Well, you start with an idea.

Usually you have something you are crazy-interested in. Maybe it’s poetry or cells or colonisation or mosquitos or *insert topic of your choice here*. 

And you usually have some experience in the university system. You have to show that you can be relied on to finish what you begin and that you have an idea of what it means to research.

This is how it went for me:

Once upon a time I finished secondary school and applied to get into university. I did a Bachelor of Arts with a literature major. Then I went off and had a bit of a life—aka got a hubby and some kids. Then I did some soul searching and thought I might like to be a teacher so I did a Bachelor of Teaching (Primary and Secondary) and I liked being a teacher (I still do).

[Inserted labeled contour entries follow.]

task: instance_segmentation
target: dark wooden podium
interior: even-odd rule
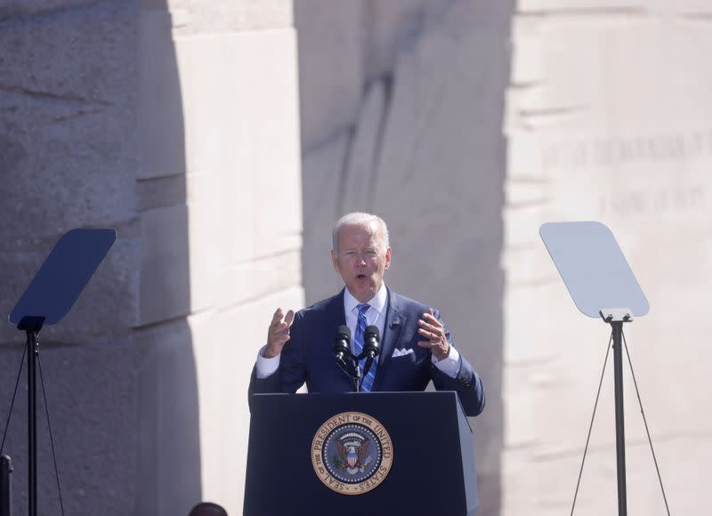
[[[245,516],[465,516],[473,431],[455,392],[255,394]]]

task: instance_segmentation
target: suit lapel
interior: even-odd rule
[[[381,351],[378,357],[378,370],[376,373],[376,382],[374,391],[378,391],[383,381],[384,375],[391,356],[393,354],[393,348],[400,336],[400,330],[408,318],[399,310],[398,294],[393,294],[388,289],[388,302],[385,310],[385,323],[384,324],[384,335],[381,339]]]
[[[333,300],[328,303],[327,307],[327,313],[326,313],[326,319],[329,321],[329,327],[331,326],[331,322],[334,323],[334,327],[328,327],[325,328],[327,332],[331,332],[329,334],[329,337],[333,338],[336,328],[340,326],[344,326],[346,324],[346,314],[344,311],[344,289],[341,289],[341,292],[338,295],[335,295]]]

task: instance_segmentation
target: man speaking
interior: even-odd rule
[[[370,214],[348,214],[336,222],[332,238],[331,260],[345,288],[296,313],[277,309],[249,392],[294,393],[304,383],[310,392],[353,391],[353,382],[335,361],[334,336],[336,328],[348,326],[351,351],[357,356],[366,328],[373,326],[382,335],[380,352],[361,379],[361,391],[424,391],[432,380],[439,391],[457,391],[467,415],[480,414],[482,382],[453,347],[438,311],[384,283],[391,266],[385,222]]]

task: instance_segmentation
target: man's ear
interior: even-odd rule
[[[333,249],[331,250],[331,264],[334,266],[334,270],[338,272],[339,271],[339,257],[336,255],[336,254],[334,252]]]

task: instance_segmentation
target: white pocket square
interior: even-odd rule
[[[392,359],[395,359],[396,357],[405,357],[406,355],[409,355],[409,354],[411,354],[413,352],[414,352],[413,351],[413,348],[409,348],[408,350],[405,349],[405,348],[403,348],[402,350],[396,349],[396,350],[393,350],[393,354],[392,354],[392,356],[391,358]]]

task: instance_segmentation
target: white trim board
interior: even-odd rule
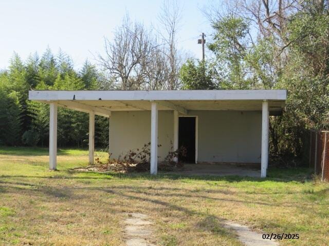
[[[285,100],[285,90],[175,91],[30,91],[29,99],[61,100]]]

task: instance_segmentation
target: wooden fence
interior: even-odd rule
[[[329,131],[310,131],[309,167],[322,181],[329,181]]]

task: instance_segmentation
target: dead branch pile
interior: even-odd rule
[[[118,173],[142,172],[149,171],[151,168],[150,157],[151,153],[150,146],[151,143],[144,145],[141,149],[136,150],[130,150],[124,155],[120,155],[118,159],[111,159],[111,155],[106,163],[101,162],[99,158],[96,158],[96,165],[86,167],[79,167],[70,169],[72,171],[85,172],[115,172]],[[161,147],[161,145],[158,146]],[[184,169],[184,164],[175,161],[178,155],[186,155],[186,148],[181,147],[179,150],[169,152],[164,161],[158,165],[159,171],[173,171],[181,170]]]

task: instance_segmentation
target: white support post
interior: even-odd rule
[[[151,174],[158,172],[158,105],[152,101],[151,111]]]
[[[111,116],[108,117],[108,154],[111,155],[111,142],[110,142],[110,134],[111,133]],[[110,156],[111,158],[111,156]]]
[[[50,104],[49,117],[49,169],[57,167],[57,102]]]
[[[94,165],[95,148],[95,112],[89,113],[89,163]]]
[[[261,177],[266,177],[268,163],[268,102],[263,101],[262,111],[262,154]]]
[[[174,110],[174,151],[178,149],[178,112]],[[174,158],[174,161],[178,161],[177,157]]]

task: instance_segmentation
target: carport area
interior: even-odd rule
[[[151,174],[157,174],[158,162],[184,147],[185,159],[178,155],[173,160],[197,165],[188,165],[187,174],[265,177],[269,119],[282,113],[286,91],[31,91],[29,99],[50,105],[50,169],[57,167],[57,109],[62,107],[89,114],[90,165],[99,115],[109,118],[111,157],[118,159],[149,144]],[[226,162],[248,163],[248,169]],[[254,163],[260,172],[252,169]]]
[[[239,176],[259,177],[261,176],[261,165],[258,163],[187,163],[184,165],[183,170],[176,171],[174,173],[188,176]]]

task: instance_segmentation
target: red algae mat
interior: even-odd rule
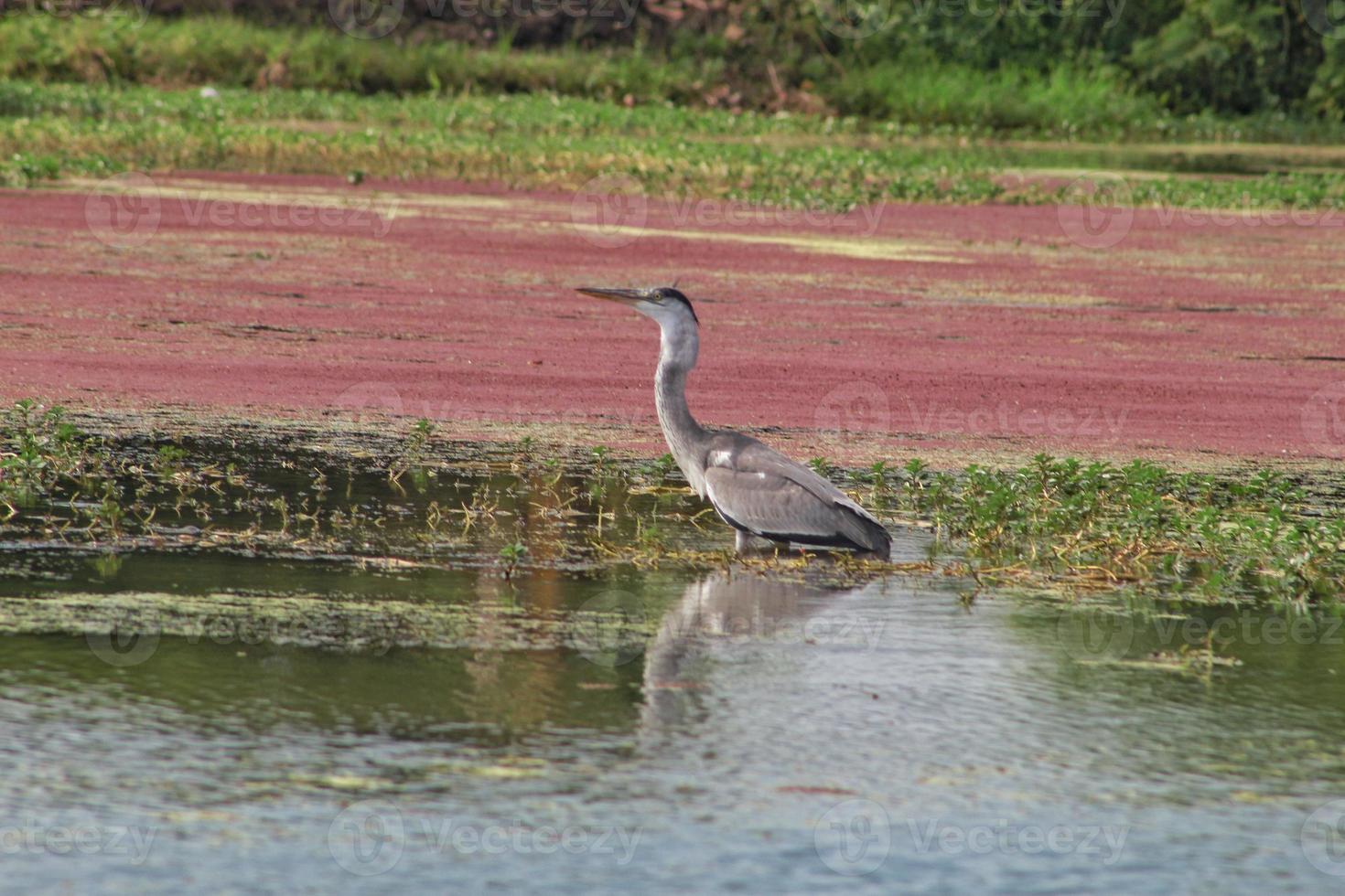
[[[1329,212],[134,176],[0,191],[0,392],[660,451],[655,325],[573,287],[679,279],[693,410],[800,450],[1342,458],[1342,261]]]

Then I got a bit older and thought ‘what would I really like to do now?’ and enrolled in a Master of Arts (Writing and Literature). In my first year—part-time while I worked—I had the opportunity to enrol in a Minor Thesis unit, so I did. I wrote a ten thousand word minor thesis and was pleased with myself. 

When I finished my Masters I came across something I didn’t know existed: a practice-led Higher Degree by Research—a “creative PhD”.

Wait, what?

A PhD where the research, the data collection, comes from the researcher doing the thing they are researching. They produce a Creative Artefact as well as writing an academic paper, an Exegesis. These two documents form a Thesis that is submitted for examination and is subjected to rigorous academic scrutiny. The Creative Artefact is grounded in a Literature Review and demonstrates the things that the Exegesis academically explores.

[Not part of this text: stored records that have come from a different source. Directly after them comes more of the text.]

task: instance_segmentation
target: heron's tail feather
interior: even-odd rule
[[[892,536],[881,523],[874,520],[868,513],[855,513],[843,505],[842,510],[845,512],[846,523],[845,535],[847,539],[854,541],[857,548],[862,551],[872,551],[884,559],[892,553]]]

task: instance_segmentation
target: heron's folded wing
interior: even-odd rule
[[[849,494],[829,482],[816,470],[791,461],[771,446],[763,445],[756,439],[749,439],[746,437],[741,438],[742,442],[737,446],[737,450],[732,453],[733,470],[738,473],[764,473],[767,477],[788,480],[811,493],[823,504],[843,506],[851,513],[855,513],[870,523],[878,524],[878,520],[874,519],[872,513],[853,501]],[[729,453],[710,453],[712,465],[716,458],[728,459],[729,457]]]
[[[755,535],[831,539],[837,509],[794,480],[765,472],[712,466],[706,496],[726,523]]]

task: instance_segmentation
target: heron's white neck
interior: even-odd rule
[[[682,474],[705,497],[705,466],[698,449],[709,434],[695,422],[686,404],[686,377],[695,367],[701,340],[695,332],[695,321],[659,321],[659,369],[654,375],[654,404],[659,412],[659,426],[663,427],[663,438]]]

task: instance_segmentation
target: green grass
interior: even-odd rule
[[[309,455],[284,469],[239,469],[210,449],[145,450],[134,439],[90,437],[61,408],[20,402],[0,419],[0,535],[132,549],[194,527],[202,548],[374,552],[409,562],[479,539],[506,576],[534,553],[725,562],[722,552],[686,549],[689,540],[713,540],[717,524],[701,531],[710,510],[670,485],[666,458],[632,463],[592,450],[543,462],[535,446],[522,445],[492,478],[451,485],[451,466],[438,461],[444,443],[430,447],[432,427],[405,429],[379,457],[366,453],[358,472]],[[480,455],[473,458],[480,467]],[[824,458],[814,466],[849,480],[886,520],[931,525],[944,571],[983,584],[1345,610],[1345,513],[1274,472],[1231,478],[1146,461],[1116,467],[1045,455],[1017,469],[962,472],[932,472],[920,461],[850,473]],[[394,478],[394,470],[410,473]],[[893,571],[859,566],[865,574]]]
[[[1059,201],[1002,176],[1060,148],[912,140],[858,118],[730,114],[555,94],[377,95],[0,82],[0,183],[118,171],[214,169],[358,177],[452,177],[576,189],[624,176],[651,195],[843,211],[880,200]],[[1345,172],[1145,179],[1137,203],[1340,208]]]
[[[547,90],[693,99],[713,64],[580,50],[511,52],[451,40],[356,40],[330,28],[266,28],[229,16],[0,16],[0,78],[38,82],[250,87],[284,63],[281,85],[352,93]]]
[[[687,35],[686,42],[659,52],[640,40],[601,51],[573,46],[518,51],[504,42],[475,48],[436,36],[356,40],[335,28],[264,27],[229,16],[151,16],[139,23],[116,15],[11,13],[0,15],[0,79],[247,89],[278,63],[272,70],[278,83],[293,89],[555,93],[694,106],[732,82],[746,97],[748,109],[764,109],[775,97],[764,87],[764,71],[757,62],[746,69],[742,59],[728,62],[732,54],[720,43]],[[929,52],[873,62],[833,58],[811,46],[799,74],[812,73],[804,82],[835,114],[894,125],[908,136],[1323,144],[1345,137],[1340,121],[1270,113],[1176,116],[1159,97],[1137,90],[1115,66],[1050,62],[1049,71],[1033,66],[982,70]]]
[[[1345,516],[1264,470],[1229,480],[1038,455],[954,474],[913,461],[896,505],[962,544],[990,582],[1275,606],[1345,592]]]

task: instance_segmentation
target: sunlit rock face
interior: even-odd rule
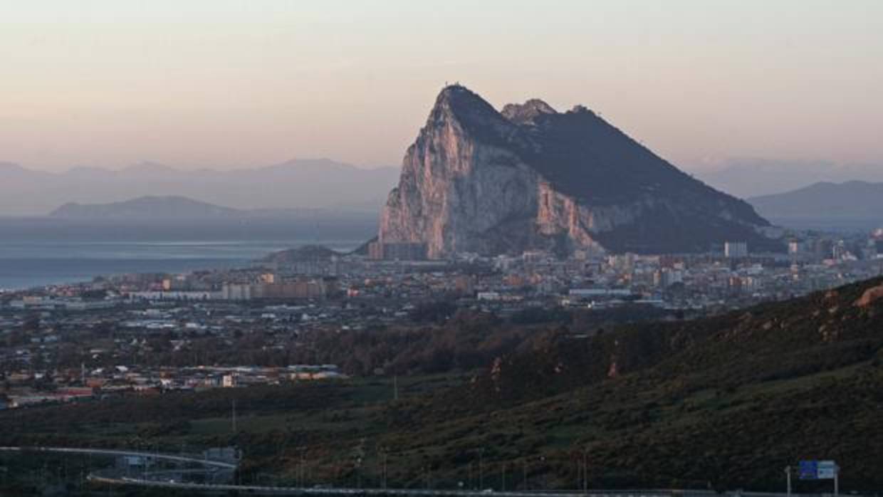
[[[770,248],[747,203],[693,179],[591,110],[530,100],[501,112],[445,87],[408,148],[381,219],[383,243],[456,252],[638,253]]]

What does this look like in real life? 

Mine is a collection of poetry that shows an answer to my research question plus a well-referenced academic paper that tells an answer to the same research question. 

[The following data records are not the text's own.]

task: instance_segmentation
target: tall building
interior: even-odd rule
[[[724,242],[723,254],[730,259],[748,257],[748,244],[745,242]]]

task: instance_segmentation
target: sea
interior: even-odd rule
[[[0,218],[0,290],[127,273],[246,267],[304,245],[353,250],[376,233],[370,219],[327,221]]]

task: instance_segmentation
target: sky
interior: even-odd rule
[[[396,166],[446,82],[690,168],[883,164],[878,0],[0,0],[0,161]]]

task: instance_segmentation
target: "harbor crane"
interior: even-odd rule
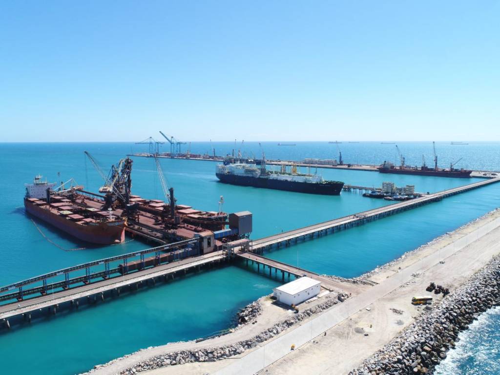
[[[456,163],[458,163],[458,162],[460,162],[460,160],[462,160],[463,158],[460,158],[458,160],[456,160],[456,162],[454,162],[454,163],[450,163],[450,172],[453,172],[453,167],[454,167],[455,166],[455,164],[456,164]]]
[[[107,190],[105,189],[105,186],[106,186],[108,184],[108,177],[106,176],[104,172],[102,172],[102,169],[100,168],[99,164],[98,163],[97,160],[94,158],[94,156],[90,155],[90,152],[88,151],[84,151],[84,152],[87,156],[88,160],[90,161],[90,162],[92,163],[92,165],[94,166],[94,168],[98,172],[98,173],[99,174],[99,175],[104,181],[104,186],[99,188],[99,192],[106,192],[107,191]]]
[[[111,166],[111,169],[106,176],[97,160],[88,151],[85,151],[84,153],[104,180],[104,185],[99,188],[99,192],[106,194],[104,198],[104,208],[103,210],[106,210],[110,207],[117,198],[122,206],[128,204],[132,186],[130,178],[132,160],[128,158],[120,159],[116,164]]]
[[[234,142],[236,142],[236,140],[234,140]],[[242,158],[242,148],[243,148],[243,142],[245,142],[244,140],[242,141],[242,144],[240,146],[240,148],[238,150],[238,158]]]
[[[438,155],[436,154],[436,142],[432,141],[432,150],[434,152],[434,170],[438,170]]]
[[[338,146],[338,142],[336,141],[335,144],[337,146],[337,150],[338,151],[338,165],[343,166],[344,160],[342,160],[342,152],[340,152],[340,148]]]
[[[160,164],[160,160],[154,156],[154,164],[156,164],[156,170],[158,171],[158,176],[160,178],[160,183],[162,184],[162,190],[163,194],[168,202],[168,205],[170,206],[170,214],[173,218],[175,216],[176,212],[176,198],[174,197],[174,188],[168,188],[166,184],[166,180],[165,176],[163,174],[163,170],[162,169],[162,165]]]
[[[170,153],[172,154],[180,154],[180,145],[188,144],[187,142],[182,142],[178,140],[176,140],[172,136],[170,136],[169,138],[161,130],[160,130],[160,133],[163,136],[164,138],[168,140],[168,143],[170,144]]]
[[[136,144],[149,144],[150,155],[158,155],[160,154],[160,145],[163,144],[164,142],[156,140],[152,136],[146,138],[140,142],[136,142]]]
[[[400,150],[400,148],[398,146],[397,144],[396,145],[396,150],[398,150],[398,154],[399,155],[400,160],[401,162],[401,169],[402,169],[404,168],[404,156],[402,154],[401,154],[401,152]]]

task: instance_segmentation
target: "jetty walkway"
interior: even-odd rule
[[[55,314],[59,305],[62,304],[70,302],[72,306],[76,306],[78,307],[78,298],[86,297],[90,302],[90,298],[93,296],[94,300],[98,298],[104,300],[105,292],[110,292],[111,294],[116,292],[119,294],[120,288],[128,286],[132,290],[134,288],[137,289],[138,284],[144,281],[148,282],[151,280],[154,283],[156,279],[160,278],[161,280],[161,278],[164,278],[166,281],[169,276],[172,276],[172,278],[174,277],[176,272],[184,272],[186,273],[188,270],[192,268],[200,269],[201,266],[206,264],[220,263],[230,258],[230,254],[245,260],[247,264],[249,262],[256,262],[258,272],[260,271],[261,266],[263,271],[267,267],[270,276],[272,276],[273,269],[274,270],[275,275],[277,275],[278,272],[280,271],[282,272],[282,280],[284,282],[286,274],[288,274],[288,278],[290,275],[294,275],[296,277],[306,275],[320,280],[324,288],[328,290],[338,292],[348,292],[348,286],[346,286],[346,283],[328,276],[318,275],[291,264],[266,258],[260,254],[262,254],[265,250],[268,250],[274,246],[280,247],[284,244],[288,246],[296,243],[299,240],[321,237],[329,233],[359,226],[499,181],[500,178],[498,178],[486,180],[430,194],[410,200],[399,202],[265,237],[252,242],[251,244],[248,248],[248,251],[245,251],[240,246],[234,248],[232,252],[219,252],[200,255],[195,244],[196,240],[184,240],[50,272],[0,288],[0,302],[16,298],[18,300],[16,302],[0,305],[0,322],[2,322],[8,327],[10,318],[22,315],[25,320],[31,320],[32,312],[42,311],[44,308],[48,308],[49,310],[52,308],[52,312]],[[164,252],[170,252],[166,254],[161,254]],[[144,258],[146,254],[153,253],[154,256]],[[181,258],[182,258],[181,259]],[[120,262],[122,263],[117,264]],[[104,269],[91,272],[91,267],[99,266],[104,266]],[[85,274],[82,274],[84,270]],[[130,270],[132,272],[129,273]],[[70,273],[74,272],[80,273],[76,277],[70,278]],[[63,275],[64,280],[48,284],[48,279],[58,276],[62,277]],[[92,282],[92,280],[94,281]],[[28,285],[42,282],[42,285],[36,286],[30,289],[24,288]],[[14,292],[14,290],[17,290]],[[40,294],[41,296],[24,298],[25,296],[36,294]]]
[[[65,302],[70,302],[72,306],[78,307],[79,298],[86,297],[89,301],[91,296],[95,301],[98,298],[104,300],[105,292],[110,291],[120,295],[120,290],[128,287],[131,290],[136,290],[138,285],[151,280],[154,283],[156,279],[162,278],[166,281],[168,278],[174,278],[176,272],[186,273],[188,270],[194,268],[198,270],[202,266],[209,264],[220,263],[226,259],[226,256],[221,252],[212,252],[199,256],[196,258],[187,258],[167,264],[161,264],[134,273],[125,274],[116,277],[104,279],[98,282],[85,284],[81,286],[66,289],[54,293],[48,293],[44,295],[29,299],[18,301],[16,303],[0,306],[0,321],[9,327],[8,318],[18,315],[23,315],[27,320],[31,320],[31,314],[34,311],[48,308],[55,314],[59,305]]]
[[[362,212],[264,237],[252,242],[250,246],[250,251],[252,252],[262,254],[264,250],[269,250],[273,246],[276,247],[280,247],[282,246],[289,246],[292,244],[297,243],[299,240],[306,240],[315,238],[322,237],[338,230],[364,224],[432,202],[440,200],[443,198],[498,182],[499,181],[500,181],[500,178],[498,178],[485,180],[468,185],[428,194],[410,200],[398,202],[392,204]]]

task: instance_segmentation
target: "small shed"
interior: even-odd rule
[[[272,290],[278,301],[286,304],[298,304],[320,294],[321,282],[306,276]]]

The Creative Artefact is worked on closely so that an industry-quality piece of work emerges. My Supervisor is a well-published poet, editor and poetry critic: he knows his stuff. We work closely on the poetry to ensure that what I produce is highly polished and the very best I can do. I am required to research, learn about and practice my craft so that I become proficient at producing this type of art.

The Exegesis is the result of a lot of reading and focused academic writing. I can’t just say whatever I like, it must be grounded in previous research, in the poetry of others and in the recognised writing of others. Yes, I have unique ideas but I must show the reasoning for how these new ideas have formed. I do this by looking at different theories and theorists, bringing together things that may not have been brought together in just that way and— tada!—a new idea. 

The strength of practice-led research is that I get to see what is happening with the poetry as I am writing it. I experience it, feel it and then reflect on it, asking myself ‘what exactly happened there?’. The insight this gives me is different to what I might get if I studied other’s work as I can’t reflect on their creative practice and I don’t know what they were thinking or what was happening internally when they wrote this or that. 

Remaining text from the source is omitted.